Anak Seni Yang Humoris

Halo semuanya, pada kesempatan kali ini mari kita isi masa liburan kita dengan selingan-selingan dalam blog ini. Kali ini, saya ingin sekali menceritakan tentang teman baikku, Frans Dicky Naibaho. Tetapi ia lebih akrab disapa Dicky.

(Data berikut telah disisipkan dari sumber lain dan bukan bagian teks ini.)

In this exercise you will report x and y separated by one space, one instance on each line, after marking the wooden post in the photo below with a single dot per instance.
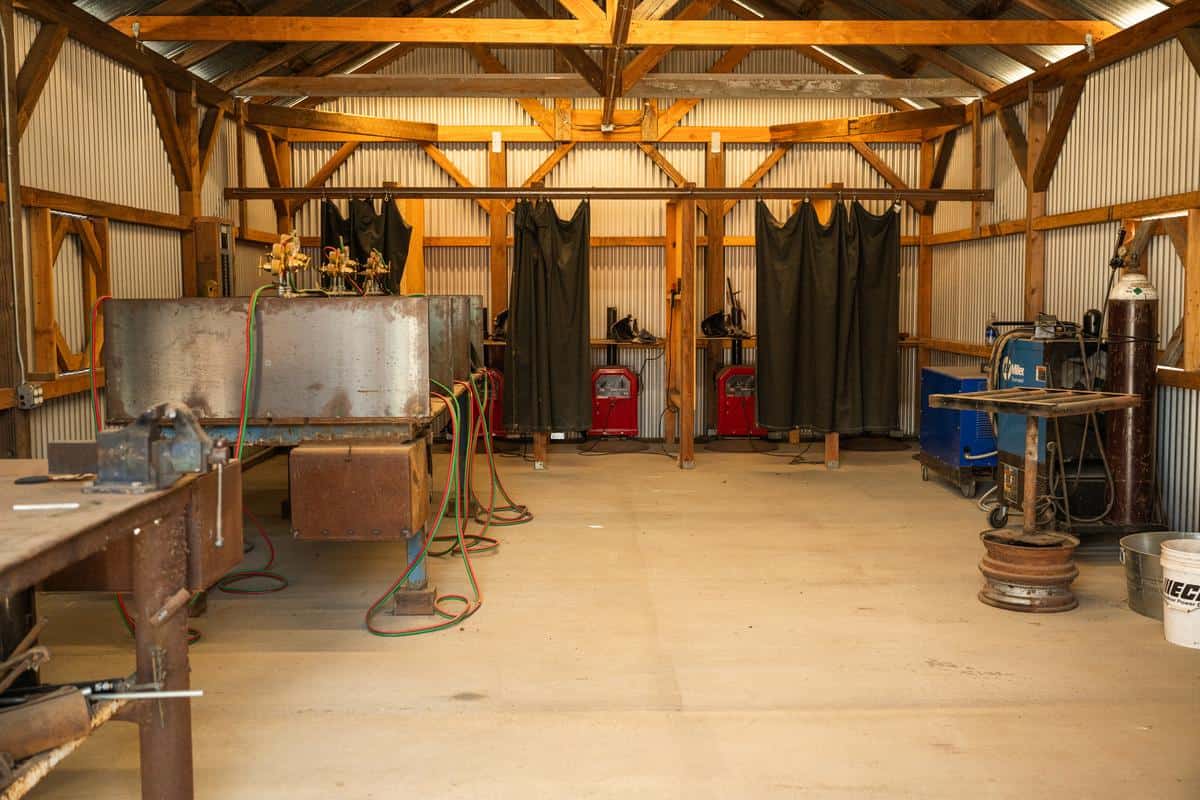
714 276
1035 208
833 450
976 114
672 254
41 270
189 193
413 282
1192 294
687 334
498 247
283 223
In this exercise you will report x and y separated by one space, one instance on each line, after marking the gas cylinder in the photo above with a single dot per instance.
1133 356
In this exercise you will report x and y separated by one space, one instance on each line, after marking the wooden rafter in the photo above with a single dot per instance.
651 56
1056 134
613 55
539 29
36 70
493 66
571 52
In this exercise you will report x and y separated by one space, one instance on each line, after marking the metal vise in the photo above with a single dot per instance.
154 451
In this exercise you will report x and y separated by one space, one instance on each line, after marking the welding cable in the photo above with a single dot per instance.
228 584
247 371
91 365
193 636
469 605
522 513
465 494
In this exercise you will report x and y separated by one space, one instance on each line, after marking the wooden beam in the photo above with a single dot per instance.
613 58
497 230
36 70
573 32
304 118
163 108
1120 46
663 163
583 10
570 50
105 40
455 174
497 71
1036 206
210 132
501 83
1189 40
760 172
651 56
916 120
1192 294
1017 143
1056 136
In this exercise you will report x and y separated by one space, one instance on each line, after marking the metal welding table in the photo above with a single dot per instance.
35 545
1033 404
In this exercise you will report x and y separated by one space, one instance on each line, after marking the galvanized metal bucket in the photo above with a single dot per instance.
1144 573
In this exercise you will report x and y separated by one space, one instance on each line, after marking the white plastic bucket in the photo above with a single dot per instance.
1181 591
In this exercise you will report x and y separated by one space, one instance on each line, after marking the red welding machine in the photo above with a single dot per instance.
736 415
613 403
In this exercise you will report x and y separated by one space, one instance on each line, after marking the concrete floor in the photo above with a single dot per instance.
748 629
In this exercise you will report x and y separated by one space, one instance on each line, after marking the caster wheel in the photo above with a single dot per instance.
997 517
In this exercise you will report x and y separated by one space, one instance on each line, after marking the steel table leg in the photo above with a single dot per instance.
160 570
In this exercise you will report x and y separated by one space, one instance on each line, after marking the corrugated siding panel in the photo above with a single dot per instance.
259 214
1078 274
1179 456
63 419
1147 150
376 162
973 280
94 138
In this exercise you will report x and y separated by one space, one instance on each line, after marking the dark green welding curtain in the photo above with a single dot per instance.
828 306
366 230
546 362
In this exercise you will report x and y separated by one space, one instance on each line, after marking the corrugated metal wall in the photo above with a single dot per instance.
113 154
95 138
1134 136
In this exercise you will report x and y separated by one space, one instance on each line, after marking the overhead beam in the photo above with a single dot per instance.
91 31
305 118
1056 134
765 32
501 83
36 70
1143 36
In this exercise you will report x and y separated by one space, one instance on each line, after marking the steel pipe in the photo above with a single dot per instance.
609 193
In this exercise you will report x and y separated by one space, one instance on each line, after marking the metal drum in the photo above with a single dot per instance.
1144 573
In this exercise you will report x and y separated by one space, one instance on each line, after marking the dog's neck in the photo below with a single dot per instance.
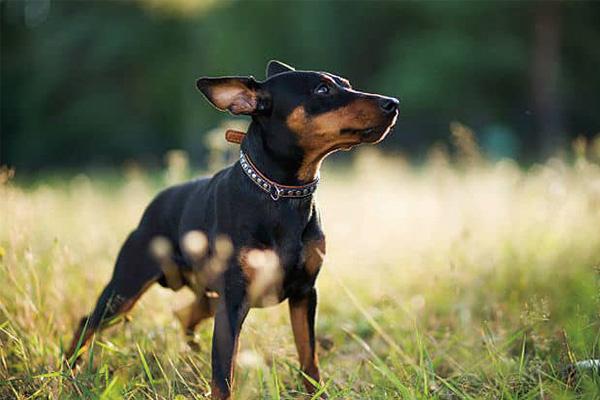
279 161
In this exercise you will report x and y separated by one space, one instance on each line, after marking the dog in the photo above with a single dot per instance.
264 201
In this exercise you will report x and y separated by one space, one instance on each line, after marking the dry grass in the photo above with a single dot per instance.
459 279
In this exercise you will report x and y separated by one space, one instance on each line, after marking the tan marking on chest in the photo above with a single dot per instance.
314 254
263 273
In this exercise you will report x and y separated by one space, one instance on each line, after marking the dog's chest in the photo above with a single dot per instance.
274 274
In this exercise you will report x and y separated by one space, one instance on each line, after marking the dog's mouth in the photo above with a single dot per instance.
374 134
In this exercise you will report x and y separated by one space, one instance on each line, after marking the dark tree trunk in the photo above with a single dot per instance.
545 73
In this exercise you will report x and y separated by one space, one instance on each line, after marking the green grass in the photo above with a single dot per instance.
460 279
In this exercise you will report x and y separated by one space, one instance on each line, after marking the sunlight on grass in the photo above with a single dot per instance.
457 279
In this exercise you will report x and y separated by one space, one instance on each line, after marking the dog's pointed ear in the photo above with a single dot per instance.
275 67
236 94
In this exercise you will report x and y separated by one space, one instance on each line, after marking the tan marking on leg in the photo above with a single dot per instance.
309 362
314 253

Dicky adalah salah satu peserta didik di sebuah sekolah swasta katolik SMP Santa Maria. Ia mulai akrab denganku semenjak menduduki bangku kelas delapan. Mengenai bakat dan talentanya, tidak perlu diragukan lagi. Ia sangat menguasai berbagai instrumen musik terutama biola. Jemari tangannya sangat lihai memainkan alat musik yang mungkin cukup rumit dimainkan oleh beberapa orang. Kemahirannya bermain biola patut diacungi jempol, karena ia telah banyak mengikuti lomba-lomba dan meraih beberapa piala kemenangan dari lomba-lomba itu. Ia juga sering diundang oleh pihak sekolah untuk mengisi berbagai acara seperti; Perayaan Natal, Perayaan Ulang Tahun Sekolah, Perayaan SMAYAVA, dan masih banyak lagi yang tidak mungkin disebutkan satu per satu karena mungkin sampai besok baru kelar (#Majas Hiperbola). Selain mahir memainkan instrumen musik, ia juga sangat mahir memandu angkota paduan suara. Ia terlihat sangat berwibawah berdiri di depan anggota paduan suara sambil mengayunkan jari-jemarinya. Tidak hanya sampai di situ, ia juga dikenal sebagai bintang dalam dunia jepret-menjepret. Sebuah Canon menjadi salah satu barang yang tidak boleh dilupakan baginya. Setiap ada momen istimewa, ia selalu mengabadikannya lewat jepretan demi jepretan kameranya.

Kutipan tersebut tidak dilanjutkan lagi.